CI/CD for ML Models: From Training Notebooks to Production Deployment in 2026
Deploying ML models isn't like deploying web apps. Models have data dependencies, training artifacts, hardware requirements, and failure modes that traditional CI/CD pipelines don't handle. Most teams either deploy models manually (risky) or bolt ML onto web app pipelines (broken).
This guide shows how to build ML-specific CI/CD pipelines that actually work.

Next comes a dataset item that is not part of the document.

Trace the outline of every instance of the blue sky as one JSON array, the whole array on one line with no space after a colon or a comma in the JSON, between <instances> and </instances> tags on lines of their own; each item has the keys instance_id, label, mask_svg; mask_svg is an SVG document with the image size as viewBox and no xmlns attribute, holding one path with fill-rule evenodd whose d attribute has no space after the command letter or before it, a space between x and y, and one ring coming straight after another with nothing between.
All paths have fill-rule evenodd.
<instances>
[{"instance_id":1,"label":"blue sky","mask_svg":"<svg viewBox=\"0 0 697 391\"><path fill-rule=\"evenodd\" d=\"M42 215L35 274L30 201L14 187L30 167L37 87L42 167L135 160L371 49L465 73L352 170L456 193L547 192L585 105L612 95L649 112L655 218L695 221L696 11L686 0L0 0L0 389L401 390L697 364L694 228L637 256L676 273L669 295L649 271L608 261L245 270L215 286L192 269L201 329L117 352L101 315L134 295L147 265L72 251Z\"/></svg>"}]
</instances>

Why Standard CI/CD Breaks for ML
Web App Pipeline: ML Pipeline:
Code → Build → Test → Code → Build → Test →
Deploy → Monitor Train → Validate → Package →
Deploy → Monitor → Retrain
ML adds three challenges:
- Artifacts are large — models are 100MB-100GB, not 10MB Docker images
- Tests need data — you can't unit test a model without test datasets
- Rollbacks need both code AND model — deploying old code with new model (or vice versa) breaks things
The Pipeline Architecture
# .github/workflows/ml-pipeline.yml
name: ML Model Pipeline
on:
push:
paths:
- 'models/**'
- 'training/**'
- 'serving/**'
workflow_dispatch:
inputs:
retrain:
description: 'Force retraining'
type: boolean
default: false
jobs:
validate-data:
runs-on: ubuntu-latest
steps:
- uses: actions/checkout@v4
- name: Validate training data schema
run: |
python -m pytest tests/data/ -v \
--tb=short \
-k "test_schema or test_distribution"
- name: Check for data drift
run: |
python scripts/check_drift.py \
--reference data/reference_stats.json \
--current data/latest/ \
--threshold 0.05
train:
needs: validate-data
runs-on: [self-hosted, gpu]
steps:
- uses: actions/checkout@v4
- name: Train model
env:
MLFLOW_TRACKING_URI: ${{ secrets.MLFLOW_URI }}
WANDB_API_KEY: ${{ secrets.WANDB_KEY }}
run: |
python training/train.py \
--config configs/production.yaml \
--experiment-name "ci-${{ github.sha }}" \
--output-dir artifacts/
- name: Upload model artifact
uses: actions/upload-artifact@v4
with:
name: model-${{ github.sha }}
path: artifacts/
retention-days: 30
evaluate:
needs: train
runs-on: [self-hosted, gpu]
steps:
- uses: actions/checkout@v4
- name: Download model
uses: actions/download-artifact@v4
with:
name: model-${{ github.sha }}
path: artifacts/
- name: Run evaluation suite
run: |
python evaluation/evaluate.py \
--model artifacts/model.pt \
--test-data data/test/ \
--output evaluation_report.json
- name: Check quality gates
run: |
python scripts/check_gates.py \
--report evaluation_report.json \
--min-accuracy 0.92 \
--max-latency-p99 100 \
--max-model-size 500MB
Model Versioning That Works
Don't use Git LFS for models. Use a proper model registry.
# model_registry.py
import mlflow
from dataclasses import dataclass
from datetime import datetime
@dataclass
class ModelVersion:
name: str
version: int
stage: str # "staging" | "production" | "archived"
metrics: dict
git_sha: str
created_at: datetime
class ModelRegistry:
def __init__(self, tracking_uri: str):
mlflow.set_tracking_uri(tracking_uri)
def register(self, model_path: str, name: str,
metrics: dict, git_sha: str) -> ModelVersion:
"""Register a trained model with its metrics."""
with mlflow.start_run():
mlflow.log_metrics(metrics)
mlflow.log_param("git_sha", git_sha)
# Log model with signature for input validation
model_info = mlflow.pytorch.log_model(
pytorch_model=model_path,
artifact_path="model",
registered_model_name=name,
)
# Get the new version number
client = mlflow.MlflowClient()
versions = client.get_latest_versions(name)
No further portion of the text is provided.